Several transcription factors (TF) and hormones (Auxin, CKs, and SLs) also affect shoot outgrowth in plant architecture (Yang and Jiao, 2016). We compared these orthologs to our main candidate genes for BN. Four genes (23.5%) are related to CK biosynthesis or signaling pathways, 6 genes (35.3%) are related to IAA, 3 genes (17.6%) are associated with flowering or flower identity formation, and one gene is involved in the SL signaling pathway. Many recent studies report that SL is functionally important in BN and PH regulation; however, only one candidate gene was identified in our GWAS. This may be due to a low density of SNP markers, or due to the candidate genes being farther away from the QTL locus than the average LD decay, or due to the confounding of the population structure. In Arabidopsis, LATERAL ORGAN FUSION2 (LOF2) encodes a MYB-domain transcription factor that functions in both lateral organ separation and axillary meristem formation, in part through interaction with CUC2, CUC3, and STM (Raman et al., 2008; Lee et al., 2009). In novel loci on chromosome A07, genes BnLOF2 (BnaA07g26170D) and BnCUC3 (BnaA07g28210D) were identified as the most likely candidate genes and may play roles in both organ separation and axillary meristem formation.

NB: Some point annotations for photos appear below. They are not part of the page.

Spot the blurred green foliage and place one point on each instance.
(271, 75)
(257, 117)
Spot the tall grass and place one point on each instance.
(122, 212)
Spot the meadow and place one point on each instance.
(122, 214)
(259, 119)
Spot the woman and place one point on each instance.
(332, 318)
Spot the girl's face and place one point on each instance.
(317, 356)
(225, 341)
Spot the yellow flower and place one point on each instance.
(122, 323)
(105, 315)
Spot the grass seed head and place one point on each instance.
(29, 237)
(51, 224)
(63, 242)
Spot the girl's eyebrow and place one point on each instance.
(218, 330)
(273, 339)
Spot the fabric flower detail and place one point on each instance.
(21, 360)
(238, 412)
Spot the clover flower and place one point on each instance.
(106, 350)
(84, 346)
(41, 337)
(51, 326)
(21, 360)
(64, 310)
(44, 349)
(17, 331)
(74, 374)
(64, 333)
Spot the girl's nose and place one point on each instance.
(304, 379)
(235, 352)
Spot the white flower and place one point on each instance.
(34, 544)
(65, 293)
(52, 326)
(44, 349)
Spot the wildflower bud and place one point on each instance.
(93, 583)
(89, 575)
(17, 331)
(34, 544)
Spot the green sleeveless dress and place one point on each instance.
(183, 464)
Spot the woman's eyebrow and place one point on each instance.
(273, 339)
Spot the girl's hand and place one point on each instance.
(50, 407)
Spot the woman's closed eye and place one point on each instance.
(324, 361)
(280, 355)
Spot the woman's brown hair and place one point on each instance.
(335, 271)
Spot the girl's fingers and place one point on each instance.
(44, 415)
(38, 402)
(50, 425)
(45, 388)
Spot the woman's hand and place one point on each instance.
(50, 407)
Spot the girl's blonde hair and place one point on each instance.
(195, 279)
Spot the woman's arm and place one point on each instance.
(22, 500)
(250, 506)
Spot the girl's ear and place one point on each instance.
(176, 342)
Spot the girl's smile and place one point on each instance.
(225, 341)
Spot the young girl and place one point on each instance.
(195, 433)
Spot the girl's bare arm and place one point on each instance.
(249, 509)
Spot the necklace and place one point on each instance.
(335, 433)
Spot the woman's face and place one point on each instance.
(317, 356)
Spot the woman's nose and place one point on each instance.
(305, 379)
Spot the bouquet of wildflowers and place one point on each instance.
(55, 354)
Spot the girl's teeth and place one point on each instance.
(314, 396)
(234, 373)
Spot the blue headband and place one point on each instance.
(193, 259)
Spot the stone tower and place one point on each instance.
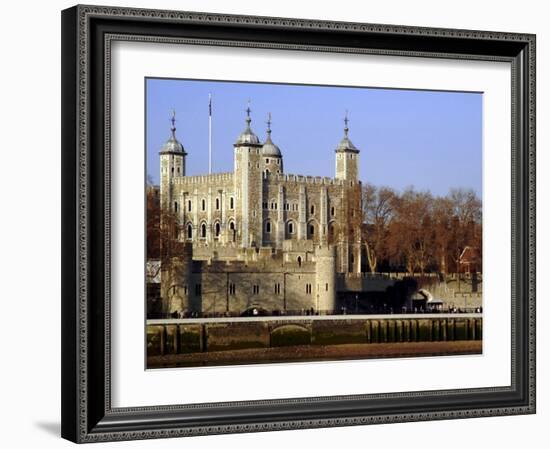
(272, 158)
(248, 185)
(347, 157)
(172, 164)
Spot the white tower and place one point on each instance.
(347, 157)
(172, 165)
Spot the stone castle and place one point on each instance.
(258, 238)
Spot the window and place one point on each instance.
(233, 231)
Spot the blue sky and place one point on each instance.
(426, 139)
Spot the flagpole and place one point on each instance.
(209, 134)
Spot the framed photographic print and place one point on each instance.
(284, 223)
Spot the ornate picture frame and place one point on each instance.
(87, 35)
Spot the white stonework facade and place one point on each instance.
(258, 236)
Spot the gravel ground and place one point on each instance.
(316, 353)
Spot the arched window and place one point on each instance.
(331, 232)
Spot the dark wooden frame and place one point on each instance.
(87, 414)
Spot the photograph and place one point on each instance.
(301, 223)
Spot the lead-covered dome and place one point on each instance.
(269, 149)
(173, 145)
(346, 145)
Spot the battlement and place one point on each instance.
(306, 179)
(298, 245)
(212, 179)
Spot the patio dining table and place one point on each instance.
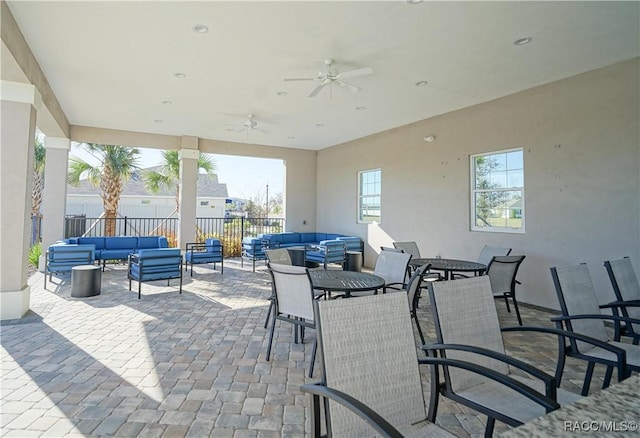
(334, 280)
(447, 266)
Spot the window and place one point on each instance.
(497, 191)
(369, 188)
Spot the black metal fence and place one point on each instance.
(230, 230)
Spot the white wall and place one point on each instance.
(581, 143)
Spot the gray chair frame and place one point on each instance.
(573, 285)
(502, 271)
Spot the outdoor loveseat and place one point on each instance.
(118, 247)
(253, 247)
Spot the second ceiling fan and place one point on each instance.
(328, 75)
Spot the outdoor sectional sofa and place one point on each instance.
(118, 247)
(253, 247)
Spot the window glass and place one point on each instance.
(497, 198)
(369, 191)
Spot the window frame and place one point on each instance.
(474, 191)
(359, 210)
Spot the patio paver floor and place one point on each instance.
(193, 365)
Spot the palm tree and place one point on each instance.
(117, 164)
(38, 177)
(168, 176)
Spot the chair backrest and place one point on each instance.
(392, 266)
(409, 248)
(278, 256)
(464, 312)
(414, 285)
(293, 291)
(368, 352)
(577, 296)
(488, 252)
(625, 285)
(502, 271)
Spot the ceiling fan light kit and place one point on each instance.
(329, 75)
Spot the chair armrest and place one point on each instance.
(549, 381)
(598, 316)
(373, 419)
(549, 403)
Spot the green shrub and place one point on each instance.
(34, 254)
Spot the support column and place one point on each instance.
(19, 107)
(54, 199)
(189, 155)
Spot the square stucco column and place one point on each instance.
(20, 103)
(189, 155)
(54, 199)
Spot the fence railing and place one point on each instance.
(229, 230)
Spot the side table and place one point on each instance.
(86, 281)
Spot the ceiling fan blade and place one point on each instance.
(354, 73)
(317, 89)
(351, 87)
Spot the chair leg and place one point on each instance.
(419, 329)
(266, 321)
(273, 327)
(515, 306)
(313, 356)
(488, 432)
(607, 377)
(587, 379)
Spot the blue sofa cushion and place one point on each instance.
(121, 242)
(152, 242)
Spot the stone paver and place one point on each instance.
(171, 365)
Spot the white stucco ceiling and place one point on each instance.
(112, 64)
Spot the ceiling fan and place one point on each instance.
(328, 75)
(250, 125)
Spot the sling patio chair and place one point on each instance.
(502, 271)
(293, 303)
(371, 383)
(468, 329)
(392, 266)
(581, 314)
(486, 254)
(627, 290)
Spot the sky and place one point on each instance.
(246, 177)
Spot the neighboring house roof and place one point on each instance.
(208, 186)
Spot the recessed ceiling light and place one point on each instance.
(200, 28)
(522, 41)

Although several candidate genes were identified following the GWAS, the function of these genes remains ambiguous. In the future, it is necessary to isolate target genes by cloning these putative genes or by developing mapping populations for the QTLs, and to illustrate their functional role in relative trait regulation by transformation experiments.

The authors declare that the research was conducted in the absence of any commercial or financial relationships that could be construed as a potential conflict of interest.